DEBUG:cellprofiler.utilities.cpjvm:JVM will be started with AWT in headless mode
DEBUG:javabridge.jutil:Creating JVM object
DEBUG:javabridge.jutil:Signalling caller
DEBUG:cellprofiler.utilities.cpjvm:Enabled Bio-formats directory cacheing
INFO:PipelineStatistics:Pipeline saved with CellProfiler version 20150608183859
DEBUG:cellprofiler.measurement:Created temporary file /local/8706821.1.igmm_long/Cpmeasurements0X_c19.hdf5
DEBUG:cellprofiler.measurement:/exports/eddie3_homes_local/s1027820/virtualenv-1.10/myVE/bin/cellprofiler: (9 <module>): load_entry_point('CellProfiler==2.4.0rc1', 'console_scripts', 'cellprofiler')()
DEBUG:cellprofiler.measurement:/gpfs/igmmfs01/datastore/Drug-Discovery/scott/CellProfiler/cellprofiler/__main__.py: (146 main): run_pipeline_headless(options, args)
DEBUG:cellprofiler.measurement:/gpfs/igmmfs01/datastore/Drug-Discovery/scott/CellProfiler/cellprofiler/__main__.py: (683 run_pipeline_headless): initial_measurements=initial_measurements
DEBUG:cellprofiler.measurement:/gpfs/igmmfs01/datastore/Drug-Discovery/scott/CellProfiler/cellprofiler/pipeline.py: (1677 run): copy=initial_measurements)
DEBUG:cellprofiler.measurement:/gpfs/igmmfs01/datastore/Drug-Discovery/scott/CellProfiler/cellprofiler/measurement.py: (271 __init__): for frame in traceback.extract_stack():
DEBUG:cellprofiler.utilities.hdf5_dict:HDF5Dict.__init__(): /local/8706821.1.igmm_long/Cpmeasurements0X_c19.hdf5, temporary=True, copy=None, mode=w
DEBUG:cellprofiler.utilities.hdf5_dict:HDF5Dict.flush(): /local/8706821.1.igmm_long/Cpmeasurements0X_c19.hdf5, temporary=True

I’m running the command:

cellprofiler -r -c -p /exports/eddie/scratch/s1027820/JD_FAK/WT_test.cppipe --data-file=load_data_merged.csv -f 1 -l 20 -o /exports/eddie/scratch/s1027820/JD_FAK_1

Any help would be great, as I’m pretty stumped.

Solved my own problem. For the records:

Looks like LoadData doesn’t like large numbers of images, or it takes several hours for cellprofiler.utilities.hdf5_dict:HDF5Dict.flush() to do whatever it is it’s doing for 400,000 rows. Taking the first 20 rows of the LoadData input runs fine. I’m guessing this is the reason behind CreateBatchFiles…
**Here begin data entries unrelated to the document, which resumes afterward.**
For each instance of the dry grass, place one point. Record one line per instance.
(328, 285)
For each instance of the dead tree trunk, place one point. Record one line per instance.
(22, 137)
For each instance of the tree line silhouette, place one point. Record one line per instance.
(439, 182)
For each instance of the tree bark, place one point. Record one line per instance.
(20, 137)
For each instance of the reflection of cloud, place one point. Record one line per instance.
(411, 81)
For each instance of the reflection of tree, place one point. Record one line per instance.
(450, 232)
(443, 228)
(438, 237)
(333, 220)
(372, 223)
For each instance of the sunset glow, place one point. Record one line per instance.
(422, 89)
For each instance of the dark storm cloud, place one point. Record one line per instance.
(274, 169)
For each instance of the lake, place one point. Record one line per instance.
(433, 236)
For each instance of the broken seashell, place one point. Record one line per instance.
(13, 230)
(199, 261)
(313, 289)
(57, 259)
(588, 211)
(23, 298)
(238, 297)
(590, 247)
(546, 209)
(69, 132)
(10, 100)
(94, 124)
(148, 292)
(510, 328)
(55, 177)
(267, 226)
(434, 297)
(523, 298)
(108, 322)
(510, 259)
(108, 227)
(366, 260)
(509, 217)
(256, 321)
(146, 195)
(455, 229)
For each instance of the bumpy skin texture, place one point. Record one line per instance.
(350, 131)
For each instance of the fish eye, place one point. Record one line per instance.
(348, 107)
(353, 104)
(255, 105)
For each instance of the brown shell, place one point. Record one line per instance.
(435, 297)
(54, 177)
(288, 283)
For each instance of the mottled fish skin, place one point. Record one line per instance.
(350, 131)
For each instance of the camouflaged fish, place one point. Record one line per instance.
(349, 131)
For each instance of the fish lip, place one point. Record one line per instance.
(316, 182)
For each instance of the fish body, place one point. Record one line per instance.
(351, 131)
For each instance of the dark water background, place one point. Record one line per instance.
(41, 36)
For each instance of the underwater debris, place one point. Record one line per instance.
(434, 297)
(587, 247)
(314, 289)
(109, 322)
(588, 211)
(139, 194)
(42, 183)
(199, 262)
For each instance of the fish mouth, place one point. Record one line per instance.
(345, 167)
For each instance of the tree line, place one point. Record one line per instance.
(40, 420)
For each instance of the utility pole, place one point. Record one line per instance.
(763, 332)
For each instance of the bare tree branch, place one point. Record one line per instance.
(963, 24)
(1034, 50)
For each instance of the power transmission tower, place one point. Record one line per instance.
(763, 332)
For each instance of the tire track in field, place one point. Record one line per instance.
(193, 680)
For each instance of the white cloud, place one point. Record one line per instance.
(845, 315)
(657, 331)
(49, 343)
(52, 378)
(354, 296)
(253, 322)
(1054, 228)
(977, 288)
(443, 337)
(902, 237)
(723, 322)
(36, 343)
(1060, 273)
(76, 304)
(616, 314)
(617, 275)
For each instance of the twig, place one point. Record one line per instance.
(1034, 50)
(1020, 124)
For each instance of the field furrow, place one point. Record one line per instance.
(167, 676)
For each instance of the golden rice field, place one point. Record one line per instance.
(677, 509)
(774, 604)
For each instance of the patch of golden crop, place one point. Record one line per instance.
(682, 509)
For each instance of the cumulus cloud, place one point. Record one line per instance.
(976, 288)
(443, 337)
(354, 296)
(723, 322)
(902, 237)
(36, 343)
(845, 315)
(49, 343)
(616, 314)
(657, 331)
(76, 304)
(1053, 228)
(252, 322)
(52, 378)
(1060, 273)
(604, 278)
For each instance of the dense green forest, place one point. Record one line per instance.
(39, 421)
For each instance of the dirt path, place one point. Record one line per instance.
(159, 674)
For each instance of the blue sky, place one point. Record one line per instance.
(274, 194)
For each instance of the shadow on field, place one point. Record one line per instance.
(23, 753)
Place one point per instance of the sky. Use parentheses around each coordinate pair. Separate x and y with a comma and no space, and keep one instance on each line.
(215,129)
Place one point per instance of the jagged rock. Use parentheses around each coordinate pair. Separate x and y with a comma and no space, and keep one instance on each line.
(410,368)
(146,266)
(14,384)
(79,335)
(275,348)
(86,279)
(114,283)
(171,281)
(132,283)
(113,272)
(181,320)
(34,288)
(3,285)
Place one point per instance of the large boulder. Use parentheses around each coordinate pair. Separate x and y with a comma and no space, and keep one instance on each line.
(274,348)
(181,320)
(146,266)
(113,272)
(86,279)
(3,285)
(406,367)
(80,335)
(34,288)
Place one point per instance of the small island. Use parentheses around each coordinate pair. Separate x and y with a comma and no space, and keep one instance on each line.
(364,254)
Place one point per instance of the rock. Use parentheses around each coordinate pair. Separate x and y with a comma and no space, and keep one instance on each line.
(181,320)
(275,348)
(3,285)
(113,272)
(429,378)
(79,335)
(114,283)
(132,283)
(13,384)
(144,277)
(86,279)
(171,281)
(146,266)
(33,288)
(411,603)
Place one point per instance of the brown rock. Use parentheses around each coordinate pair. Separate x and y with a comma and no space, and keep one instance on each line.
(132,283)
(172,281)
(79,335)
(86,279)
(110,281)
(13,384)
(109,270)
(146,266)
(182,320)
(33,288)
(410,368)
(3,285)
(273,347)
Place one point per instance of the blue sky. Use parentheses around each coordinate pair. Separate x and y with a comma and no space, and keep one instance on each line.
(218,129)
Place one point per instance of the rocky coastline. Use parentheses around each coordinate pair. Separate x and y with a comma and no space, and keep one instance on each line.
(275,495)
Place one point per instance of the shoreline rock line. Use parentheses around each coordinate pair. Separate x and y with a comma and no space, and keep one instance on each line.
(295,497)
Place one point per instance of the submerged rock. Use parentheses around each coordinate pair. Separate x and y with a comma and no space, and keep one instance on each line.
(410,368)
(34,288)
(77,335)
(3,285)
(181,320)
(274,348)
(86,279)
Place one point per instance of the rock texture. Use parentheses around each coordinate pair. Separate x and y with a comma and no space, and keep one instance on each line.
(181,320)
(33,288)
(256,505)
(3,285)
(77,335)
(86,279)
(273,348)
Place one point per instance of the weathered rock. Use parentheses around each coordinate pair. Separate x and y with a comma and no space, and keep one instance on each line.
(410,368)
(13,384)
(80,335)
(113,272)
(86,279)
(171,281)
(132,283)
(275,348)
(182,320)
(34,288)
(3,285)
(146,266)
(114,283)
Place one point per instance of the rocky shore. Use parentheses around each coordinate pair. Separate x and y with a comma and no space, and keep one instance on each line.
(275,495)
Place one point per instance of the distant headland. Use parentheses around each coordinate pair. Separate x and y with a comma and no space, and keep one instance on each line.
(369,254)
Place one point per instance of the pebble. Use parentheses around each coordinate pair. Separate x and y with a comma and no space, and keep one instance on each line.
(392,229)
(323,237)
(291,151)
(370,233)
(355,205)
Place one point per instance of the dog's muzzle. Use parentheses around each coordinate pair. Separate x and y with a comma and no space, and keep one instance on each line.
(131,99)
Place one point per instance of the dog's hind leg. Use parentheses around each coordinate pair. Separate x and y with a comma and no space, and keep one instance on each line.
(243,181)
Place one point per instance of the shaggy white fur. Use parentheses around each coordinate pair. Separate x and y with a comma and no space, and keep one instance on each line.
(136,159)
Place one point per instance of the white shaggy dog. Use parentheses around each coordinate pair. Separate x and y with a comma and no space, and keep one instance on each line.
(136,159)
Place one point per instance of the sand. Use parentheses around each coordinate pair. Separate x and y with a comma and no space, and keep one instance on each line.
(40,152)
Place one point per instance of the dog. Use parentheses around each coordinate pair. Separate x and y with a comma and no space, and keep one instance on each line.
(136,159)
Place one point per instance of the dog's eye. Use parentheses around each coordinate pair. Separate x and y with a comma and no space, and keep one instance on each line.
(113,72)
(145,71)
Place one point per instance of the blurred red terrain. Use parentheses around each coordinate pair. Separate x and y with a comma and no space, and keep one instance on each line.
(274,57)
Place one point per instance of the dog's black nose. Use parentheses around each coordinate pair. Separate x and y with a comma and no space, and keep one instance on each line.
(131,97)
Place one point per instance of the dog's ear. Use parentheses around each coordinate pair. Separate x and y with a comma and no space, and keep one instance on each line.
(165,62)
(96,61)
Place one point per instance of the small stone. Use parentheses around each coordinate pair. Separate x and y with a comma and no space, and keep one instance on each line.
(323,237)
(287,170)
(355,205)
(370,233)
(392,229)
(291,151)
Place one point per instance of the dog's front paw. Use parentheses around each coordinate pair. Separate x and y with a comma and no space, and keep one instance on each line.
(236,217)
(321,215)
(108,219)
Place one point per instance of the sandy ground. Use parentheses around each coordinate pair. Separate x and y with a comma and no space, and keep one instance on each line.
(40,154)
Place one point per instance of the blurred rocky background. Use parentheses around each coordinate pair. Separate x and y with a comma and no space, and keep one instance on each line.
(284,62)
Actually, I believe LoadData is the preferred way to set up huge lists of image files. We’ve had projects with millions of images. Hopefully someone else can answer what the issue might be here, and whether it’s plausible you need to indeed wait longer for whatever to happen.

LoadData is indeed the preferred way to set up huge lists of files, but there is some under-the-hood importing happening that slows it down if batch files aren’t used.

When I asked @shsingh about your issue here’s what he had to say:

yes, both --data-file and --file-list are slow and I use BatchFile to speed up.

In https://github.com/shntnu/bpcp/blob/master/run_analysis_pipeline.sh, I create a BatchFile because I need to run the same pipeline multiple times, once per group. There is a setup cost and subsequent runs are faster.

But I don’t know what happen if there are hundreds of thousands of files. Presumably CreateBatchFile will help because that’s what Mark and David used to use.

My suggestion would be to process everything one plate at a time. Its much easier to keep track of things that way.

Thank you both, sounds like splitting up the workflow and using CreateBatchFiles is a more sensible strategy for larger screens.